In the solid-state structure of (4), both the Me2C═C═ C{PO(OH)2}{PO2(OH)}- ion and the associated anilinium ion are situated upon a crystallographic mirror plane (0,y,z) (primed atoms are related to unprimed ones via this plane). As shown in Fig. 1, this mirror plane contains atoms C1–C5 of the anion and N/C6/C9 of the PhNH3+ ion. The allenic unit is essentially linear [C1—C2—C3 = 176.5 (4)°], with the C1—C2 [1.308 (5) Å] and C2—C3 [1.298 (5) Å] distances approximately equal. Despite the mirror plane, atom O1' is drawn without a hydroxylic H atom. This is due to a hydrogen-bonded interaction with an adjacent twofold-related molecule (see below).

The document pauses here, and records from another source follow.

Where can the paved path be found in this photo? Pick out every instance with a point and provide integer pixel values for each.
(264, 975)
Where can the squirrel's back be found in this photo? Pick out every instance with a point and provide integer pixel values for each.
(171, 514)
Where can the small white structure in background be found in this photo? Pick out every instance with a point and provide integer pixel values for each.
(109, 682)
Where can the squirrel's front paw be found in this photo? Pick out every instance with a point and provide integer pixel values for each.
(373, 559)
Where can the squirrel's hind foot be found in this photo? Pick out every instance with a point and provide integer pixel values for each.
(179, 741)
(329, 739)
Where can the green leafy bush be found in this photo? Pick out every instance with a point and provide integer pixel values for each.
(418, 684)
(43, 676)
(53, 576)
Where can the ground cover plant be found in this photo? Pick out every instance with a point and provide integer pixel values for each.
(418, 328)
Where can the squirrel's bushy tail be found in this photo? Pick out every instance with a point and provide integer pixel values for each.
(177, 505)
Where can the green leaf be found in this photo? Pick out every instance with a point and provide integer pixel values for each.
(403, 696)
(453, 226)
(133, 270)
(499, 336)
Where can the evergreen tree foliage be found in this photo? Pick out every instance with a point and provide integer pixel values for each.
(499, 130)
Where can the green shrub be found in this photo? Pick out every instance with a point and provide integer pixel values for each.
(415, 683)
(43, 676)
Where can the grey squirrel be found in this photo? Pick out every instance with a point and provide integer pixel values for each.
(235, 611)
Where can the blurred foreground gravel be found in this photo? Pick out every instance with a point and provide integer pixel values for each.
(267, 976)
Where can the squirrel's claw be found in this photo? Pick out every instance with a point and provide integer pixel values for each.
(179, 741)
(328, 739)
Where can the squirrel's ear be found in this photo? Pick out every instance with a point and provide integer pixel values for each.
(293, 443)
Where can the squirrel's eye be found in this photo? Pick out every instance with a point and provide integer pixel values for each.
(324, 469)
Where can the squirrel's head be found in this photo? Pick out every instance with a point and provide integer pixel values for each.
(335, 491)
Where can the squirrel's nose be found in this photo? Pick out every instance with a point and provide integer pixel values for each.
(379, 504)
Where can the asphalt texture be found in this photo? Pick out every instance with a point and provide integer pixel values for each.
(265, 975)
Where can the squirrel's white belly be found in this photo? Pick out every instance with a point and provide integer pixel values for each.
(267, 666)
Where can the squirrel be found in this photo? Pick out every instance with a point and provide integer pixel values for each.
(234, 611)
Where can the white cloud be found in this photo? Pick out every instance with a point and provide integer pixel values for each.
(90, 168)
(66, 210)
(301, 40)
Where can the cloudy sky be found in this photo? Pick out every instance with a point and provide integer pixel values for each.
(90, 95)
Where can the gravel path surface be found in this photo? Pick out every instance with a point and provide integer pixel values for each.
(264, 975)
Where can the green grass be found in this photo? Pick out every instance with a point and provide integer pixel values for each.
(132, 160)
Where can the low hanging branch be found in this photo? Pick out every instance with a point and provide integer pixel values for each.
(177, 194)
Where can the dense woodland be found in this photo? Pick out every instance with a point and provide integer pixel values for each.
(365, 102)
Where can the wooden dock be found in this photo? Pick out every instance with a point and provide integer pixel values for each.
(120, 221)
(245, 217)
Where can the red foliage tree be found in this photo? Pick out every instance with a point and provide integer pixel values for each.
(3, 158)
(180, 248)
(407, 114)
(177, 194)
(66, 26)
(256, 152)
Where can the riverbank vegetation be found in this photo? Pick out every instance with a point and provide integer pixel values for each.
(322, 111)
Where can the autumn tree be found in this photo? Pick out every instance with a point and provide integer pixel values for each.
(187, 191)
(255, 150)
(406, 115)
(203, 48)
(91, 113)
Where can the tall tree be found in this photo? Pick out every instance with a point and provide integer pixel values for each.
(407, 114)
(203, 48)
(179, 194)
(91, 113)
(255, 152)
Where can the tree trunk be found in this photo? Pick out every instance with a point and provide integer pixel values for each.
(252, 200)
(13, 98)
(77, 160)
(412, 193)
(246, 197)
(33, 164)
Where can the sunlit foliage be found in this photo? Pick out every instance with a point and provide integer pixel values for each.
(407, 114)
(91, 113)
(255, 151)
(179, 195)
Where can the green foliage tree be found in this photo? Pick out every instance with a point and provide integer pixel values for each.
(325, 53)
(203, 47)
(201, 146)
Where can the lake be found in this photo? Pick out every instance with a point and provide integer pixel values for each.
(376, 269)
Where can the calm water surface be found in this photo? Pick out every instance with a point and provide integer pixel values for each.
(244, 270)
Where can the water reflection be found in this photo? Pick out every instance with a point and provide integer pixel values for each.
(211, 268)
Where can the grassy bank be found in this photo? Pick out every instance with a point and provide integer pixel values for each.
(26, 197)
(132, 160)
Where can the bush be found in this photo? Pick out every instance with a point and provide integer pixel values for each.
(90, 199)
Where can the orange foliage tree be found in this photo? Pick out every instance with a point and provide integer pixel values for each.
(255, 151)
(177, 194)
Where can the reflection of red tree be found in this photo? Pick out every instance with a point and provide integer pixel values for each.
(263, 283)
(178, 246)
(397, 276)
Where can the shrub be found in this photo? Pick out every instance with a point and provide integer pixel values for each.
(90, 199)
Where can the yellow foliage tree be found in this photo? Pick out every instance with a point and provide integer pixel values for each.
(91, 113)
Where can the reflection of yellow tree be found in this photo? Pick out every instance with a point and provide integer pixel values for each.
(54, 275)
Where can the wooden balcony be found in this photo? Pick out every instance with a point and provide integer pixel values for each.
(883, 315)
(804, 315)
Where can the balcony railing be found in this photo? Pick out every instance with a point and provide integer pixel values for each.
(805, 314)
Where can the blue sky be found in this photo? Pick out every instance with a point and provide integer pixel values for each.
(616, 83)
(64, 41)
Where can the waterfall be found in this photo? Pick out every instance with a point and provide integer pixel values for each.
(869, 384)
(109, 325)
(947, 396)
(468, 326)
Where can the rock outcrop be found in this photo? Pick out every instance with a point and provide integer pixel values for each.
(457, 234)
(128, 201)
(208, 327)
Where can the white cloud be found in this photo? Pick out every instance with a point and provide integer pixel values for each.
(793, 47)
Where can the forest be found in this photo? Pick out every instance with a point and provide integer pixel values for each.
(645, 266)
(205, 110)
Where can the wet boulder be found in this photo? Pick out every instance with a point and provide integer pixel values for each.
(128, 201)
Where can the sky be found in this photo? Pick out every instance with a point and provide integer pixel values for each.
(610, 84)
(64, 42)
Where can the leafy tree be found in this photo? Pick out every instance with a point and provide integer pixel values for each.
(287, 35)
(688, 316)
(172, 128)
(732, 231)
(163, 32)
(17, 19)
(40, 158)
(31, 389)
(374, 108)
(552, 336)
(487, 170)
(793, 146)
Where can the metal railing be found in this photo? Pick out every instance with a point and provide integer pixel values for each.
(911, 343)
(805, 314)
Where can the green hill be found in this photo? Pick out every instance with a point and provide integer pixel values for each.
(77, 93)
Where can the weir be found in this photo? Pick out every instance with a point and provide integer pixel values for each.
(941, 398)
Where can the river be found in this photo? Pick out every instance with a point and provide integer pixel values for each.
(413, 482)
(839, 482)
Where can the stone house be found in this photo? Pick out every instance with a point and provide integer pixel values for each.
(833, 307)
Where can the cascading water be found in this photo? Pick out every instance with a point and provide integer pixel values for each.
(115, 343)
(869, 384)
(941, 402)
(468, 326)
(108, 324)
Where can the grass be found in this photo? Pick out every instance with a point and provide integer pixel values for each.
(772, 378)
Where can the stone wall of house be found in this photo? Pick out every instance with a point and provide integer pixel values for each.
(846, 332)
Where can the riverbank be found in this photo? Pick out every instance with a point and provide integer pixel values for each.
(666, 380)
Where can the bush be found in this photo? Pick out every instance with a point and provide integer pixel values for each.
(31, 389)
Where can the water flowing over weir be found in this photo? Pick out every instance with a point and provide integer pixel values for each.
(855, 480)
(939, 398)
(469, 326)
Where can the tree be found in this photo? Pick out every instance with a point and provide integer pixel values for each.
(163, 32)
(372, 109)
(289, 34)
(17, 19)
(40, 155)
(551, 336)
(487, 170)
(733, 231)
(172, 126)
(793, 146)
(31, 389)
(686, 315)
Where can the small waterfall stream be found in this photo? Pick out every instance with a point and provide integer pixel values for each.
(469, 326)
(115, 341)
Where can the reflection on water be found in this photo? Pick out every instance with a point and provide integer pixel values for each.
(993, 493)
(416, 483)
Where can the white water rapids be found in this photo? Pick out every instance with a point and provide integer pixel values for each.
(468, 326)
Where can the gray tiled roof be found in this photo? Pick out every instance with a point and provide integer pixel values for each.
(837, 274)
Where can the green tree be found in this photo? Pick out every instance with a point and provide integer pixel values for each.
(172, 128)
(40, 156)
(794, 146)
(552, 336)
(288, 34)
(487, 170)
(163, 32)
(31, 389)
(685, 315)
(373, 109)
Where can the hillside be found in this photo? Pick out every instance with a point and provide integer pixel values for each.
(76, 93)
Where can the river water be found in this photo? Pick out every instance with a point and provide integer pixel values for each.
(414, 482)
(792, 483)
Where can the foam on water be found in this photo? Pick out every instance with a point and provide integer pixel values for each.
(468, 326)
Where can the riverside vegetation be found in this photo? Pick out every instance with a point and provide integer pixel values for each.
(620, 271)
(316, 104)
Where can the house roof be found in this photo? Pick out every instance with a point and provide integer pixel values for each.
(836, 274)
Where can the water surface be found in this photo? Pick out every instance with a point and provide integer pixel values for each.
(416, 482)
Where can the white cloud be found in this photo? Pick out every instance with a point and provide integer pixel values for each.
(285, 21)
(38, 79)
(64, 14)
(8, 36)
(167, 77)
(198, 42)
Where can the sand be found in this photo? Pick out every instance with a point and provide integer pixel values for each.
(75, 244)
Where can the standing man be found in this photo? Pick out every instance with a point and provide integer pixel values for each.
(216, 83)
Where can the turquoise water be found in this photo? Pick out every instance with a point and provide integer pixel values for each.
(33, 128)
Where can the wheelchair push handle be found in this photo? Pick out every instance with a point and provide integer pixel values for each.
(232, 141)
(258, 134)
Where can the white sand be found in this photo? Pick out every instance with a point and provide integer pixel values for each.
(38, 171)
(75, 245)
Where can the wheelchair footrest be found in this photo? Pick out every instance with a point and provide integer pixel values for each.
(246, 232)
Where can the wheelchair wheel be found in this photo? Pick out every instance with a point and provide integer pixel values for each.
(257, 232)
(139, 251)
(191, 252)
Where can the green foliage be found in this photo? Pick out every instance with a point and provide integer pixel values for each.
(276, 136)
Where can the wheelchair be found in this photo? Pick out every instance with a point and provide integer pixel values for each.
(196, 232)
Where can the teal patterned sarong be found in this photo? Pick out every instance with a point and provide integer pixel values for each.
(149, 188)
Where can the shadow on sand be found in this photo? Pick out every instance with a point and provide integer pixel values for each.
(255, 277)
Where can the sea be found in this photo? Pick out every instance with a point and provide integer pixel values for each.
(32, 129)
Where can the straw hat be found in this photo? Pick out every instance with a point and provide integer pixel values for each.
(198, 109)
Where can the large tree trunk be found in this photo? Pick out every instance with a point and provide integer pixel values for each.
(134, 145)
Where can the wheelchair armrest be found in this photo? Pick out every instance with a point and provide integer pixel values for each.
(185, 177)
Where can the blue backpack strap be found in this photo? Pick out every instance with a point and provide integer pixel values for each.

Fig. 2 illustrates the interactions between adjacent anilinium and diphosphonate ions (the relevant hydrogen-bond parameters are given in Table 2). Adjacent diphosphonate ions form hydrogen-bonded interactions in two different manners. A chain interaction is observed between O1—H1 and the O1 atom (indicated as O1'') related by the (1/4,y,1/4) twofold axis, in which the O1—H1 and O1*···H1 distances are equal [1.209(3 Å], due to the location of H1 upon the twofold axis. A cyclic interaction is also formed about the inversion center (1/4,1/4,0) by O2—H2 and the inversion-generated O3 atom (indicated as O3*), with O3 being hydrogen bonded to O2*-H2*. As might be seen in Fig. 1, one of the ammonium H atoms of the anilinium ion is within 2.24 (4) Å of both O1 and O1', forming a cyclic C(—P═O···)2H unit. A closer [1.87 (3) Å], more linear interaction is formed between the anilinium H1B atom and O3''.